Mêmes réticences à l’égard du film que celles déjà manifestées : maniérisme, boursouflure, tics de réalisation (en fait les fondus dont je m’étais moqué dans mon message de 2009 ne partent pas tous d’un œil : mais d’une ocelle de paon, des deux morsures du cou de Lucy, d’un cercle de feu pour aboutir sur une sortie de tunnel, des prunelles de loup, d’une pleine lune : n’empêche que c’est vraiment du procédé !).

Mêmes critiques sur la sexualisation explicite du récit, que Coppola a sûrement voulu relier aux frustrations de la société victorienne et que l’on met sous le nez du spectateur de façon bien voyante, et quelquefois même graveleuse. D’ailleurs quand le réalisateur se veut allusif, il chausse des sabots de sept lieues : ainsi lorsque Lucy succombe à la morsure orgasmique du vampire les fleurs de sa chambre se fanent en un clin d’œil : métaphore enfantine de la perte de la virginité : c’est bien simple : on se croirait chez ce puritain d’Hitchcock !).

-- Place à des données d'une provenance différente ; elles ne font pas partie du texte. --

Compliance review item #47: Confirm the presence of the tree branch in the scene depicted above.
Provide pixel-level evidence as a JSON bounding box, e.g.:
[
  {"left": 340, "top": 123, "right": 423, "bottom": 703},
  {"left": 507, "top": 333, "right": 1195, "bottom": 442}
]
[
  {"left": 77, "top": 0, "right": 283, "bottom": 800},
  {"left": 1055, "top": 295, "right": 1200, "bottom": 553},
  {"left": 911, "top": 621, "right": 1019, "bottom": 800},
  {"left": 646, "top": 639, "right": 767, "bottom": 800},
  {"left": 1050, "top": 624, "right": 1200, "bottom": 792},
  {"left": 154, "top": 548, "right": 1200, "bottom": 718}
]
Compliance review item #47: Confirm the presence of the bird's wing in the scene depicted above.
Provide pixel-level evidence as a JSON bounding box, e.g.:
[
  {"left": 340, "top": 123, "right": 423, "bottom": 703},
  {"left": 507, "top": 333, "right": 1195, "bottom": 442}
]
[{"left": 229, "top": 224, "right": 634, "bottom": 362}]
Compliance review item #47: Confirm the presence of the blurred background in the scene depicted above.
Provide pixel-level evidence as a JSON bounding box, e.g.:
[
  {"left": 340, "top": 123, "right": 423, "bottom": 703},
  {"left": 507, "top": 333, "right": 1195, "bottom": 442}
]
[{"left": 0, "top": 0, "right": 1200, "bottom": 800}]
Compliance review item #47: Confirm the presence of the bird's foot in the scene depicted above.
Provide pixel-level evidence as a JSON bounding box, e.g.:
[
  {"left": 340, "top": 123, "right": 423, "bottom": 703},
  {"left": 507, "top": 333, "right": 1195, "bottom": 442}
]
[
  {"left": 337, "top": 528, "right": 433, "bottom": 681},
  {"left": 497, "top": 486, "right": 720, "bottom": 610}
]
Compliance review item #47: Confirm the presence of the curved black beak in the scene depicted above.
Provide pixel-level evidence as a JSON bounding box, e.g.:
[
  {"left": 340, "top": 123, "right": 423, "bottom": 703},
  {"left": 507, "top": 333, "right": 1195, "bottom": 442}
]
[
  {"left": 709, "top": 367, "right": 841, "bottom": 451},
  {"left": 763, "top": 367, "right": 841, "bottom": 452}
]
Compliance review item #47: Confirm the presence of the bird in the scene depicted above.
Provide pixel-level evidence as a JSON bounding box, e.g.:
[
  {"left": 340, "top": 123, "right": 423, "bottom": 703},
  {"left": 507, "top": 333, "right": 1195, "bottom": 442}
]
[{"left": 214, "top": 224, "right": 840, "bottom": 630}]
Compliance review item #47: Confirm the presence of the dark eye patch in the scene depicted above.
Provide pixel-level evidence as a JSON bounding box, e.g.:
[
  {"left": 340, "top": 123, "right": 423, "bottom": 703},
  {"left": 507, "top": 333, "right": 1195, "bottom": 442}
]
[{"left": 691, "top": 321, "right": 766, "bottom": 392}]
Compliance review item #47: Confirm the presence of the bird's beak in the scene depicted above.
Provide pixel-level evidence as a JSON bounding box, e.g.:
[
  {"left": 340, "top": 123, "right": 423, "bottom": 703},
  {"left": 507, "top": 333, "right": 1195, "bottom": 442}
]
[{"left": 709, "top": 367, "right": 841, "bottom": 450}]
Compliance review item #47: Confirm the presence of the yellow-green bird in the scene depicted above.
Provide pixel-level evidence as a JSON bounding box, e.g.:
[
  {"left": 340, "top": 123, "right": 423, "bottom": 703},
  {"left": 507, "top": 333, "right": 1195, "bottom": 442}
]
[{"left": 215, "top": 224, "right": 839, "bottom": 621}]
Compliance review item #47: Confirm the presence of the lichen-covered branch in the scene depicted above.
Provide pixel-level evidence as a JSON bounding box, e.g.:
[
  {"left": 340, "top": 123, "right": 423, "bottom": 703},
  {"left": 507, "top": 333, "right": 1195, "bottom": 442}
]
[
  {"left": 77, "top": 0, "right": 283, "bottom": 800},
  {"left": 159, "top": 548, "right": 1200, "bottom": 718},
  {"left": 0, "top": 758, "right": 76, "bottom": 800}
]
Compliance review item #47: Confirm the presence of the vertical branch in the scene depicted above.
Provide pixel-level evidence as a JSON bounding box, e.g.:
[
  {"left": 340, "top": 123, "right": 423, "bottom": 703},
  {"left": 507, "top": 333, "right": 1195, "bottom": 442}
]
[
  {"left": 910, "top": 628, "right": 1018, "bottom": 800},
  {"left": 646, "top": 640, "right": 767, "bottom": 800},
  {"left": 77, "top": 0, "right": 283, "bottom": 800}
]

Je ne méconnais pas certaines qualités décoratives du premier tiers du film, celui qui se passe dans l’effrayant château des Carpates, même si j’y vois quelquefois des symbolismes un peu lourds, des yeux menaçants dans le ciel rouge lors de l’arrivée de Jonathan en Transylvanie, des ombres chinoises terrifiantes lors de l’entretien du comte avec le jeune homme… Mais enfin le château est remarquablement effrayant, la dégaine du vampire est baroque et somptueuse, quelques jeux de scène sont appropriés (le comte léchant le sang du rasoir avec quoi Jonathan vient de se couper).

Mais dès qu’on va en Angleterre tout se gâte et le décoratif n’est que décoratif. Les effets spéciaux prennent une part grandissante dans le déroulement du film et l’on tombe dans la banalité friquée d’un film d’horreur à gros budget.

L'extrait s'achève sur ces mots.